Potential benefits of significantly higher cycling rates:

- Less congestion on the West End's narrow roads and at busy tube stations during peak times. 1 car takes up about as much space as 4 cyclists on London's roads. Moreover the vast majority of cars in the West End contain only one person, the driver. Therefore, creating significantly higher cycling rates will inevitably lead to an easing of congestions on the West End's streets, and also less of a pressure on already creaking tube services.
- More direct, reliable, and quick transport. Cycling is a very fast way of getting from place to place across Central London. Unless you get a puncture it is also far more reliable than either tube or bus services. Moreover, you don't have to worry about traffic jams so it is also more reliable than taking a taxi. So the West End will also benefit from more reliable transport times by encouraging cycling.
- Less air pollution. This point should need no expansion.
- Fewer deaths in Central London. Though cyclists do pose some level of hazard to other cyclists and pedestrians, they overall pose far far far fewer dangers to either groups than cars do. So for every motorist that you replace with a cyclist you make Central London a safer place to walk and cycle around. This can only help to encourage tourism and spending in the West End and make it a more pleasant (and safer!) place to live, work, and visit.
- Better health of West End residents, workers, and visitors, because they are getting more regular exercise.
- Increased tourism due to attraction of visiting a borough with high cycling rates. Copenhagen and Amsterdam both benefit massively from tourism generated by cycling culture.
- Reduced noise pollution from traffic.
- Increased amounts of local spending since cyclists spend far more at local shops on their route than motorists do.

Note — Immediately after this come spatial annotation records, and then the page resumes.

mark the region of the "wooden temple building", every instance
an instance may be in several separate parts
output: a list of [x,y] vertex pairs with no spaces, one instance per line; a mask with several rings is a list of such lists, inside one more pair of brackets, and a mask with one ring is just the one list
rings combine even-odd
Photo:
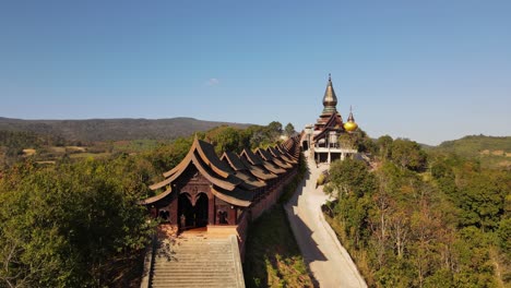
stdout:
[[247,225],[271,207],[297,172],[299,136],[266,149],[224,152],[193,141],[185,159],[151,185],[159,193],[142,204],[161,219],[159,235],[201,229],[237,235],[241,255]]
[[316,163],[331,163],[345,157],[353,157],[358,152],[353,147],[344,147],[338,137],[343,133],[353,133],[358,128],[355,123],[353,112],[349,111],[347,122],[343,122],[341,113],[337,111],[337,96],[332,85],[332,77],[329,74],[326,89],[323,96],[323,111],[317,122],[309,124],[305,129],[301,137],[304,151],[308,151],[310,157]]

How to increase cycling rates:

- Infrastructure is the most important factor. This requires political will and financial investment. It includes:
* Safe, protected, cycle paths (in line with international best-practice in countries like Holland and Denmark) on major roads like Shaftesbury Avenue and Oxford Street. I would strongly advise working with TfL to introduce a central London Barclays Cycle SuperHighway as this will give the West End both free publicity and financial aid with building a cycle network through the West End.
* Large, safe cycle parking spots created in key locations near tube stations, big theatres, big squares etc. Cycle Parking provision is currently awful in the West End
* Intensification of the Boris Bike scheme (i.e. increasing existing docks, building more docks to create more bikes and more spaces)
* Creating contra-flow routes through areas like Soho to allow cyclists to take direct routes through the West End without having to follow a circuitous one-way system designed for motorists. This involves taking away one side of on-street parking to allow for a cycle lane to be put in place. The City of London have already done this to many roads in the City to great effect.

This will all take both strong political will and reasonable financial assistance. But the potential benefits for the area are enormous.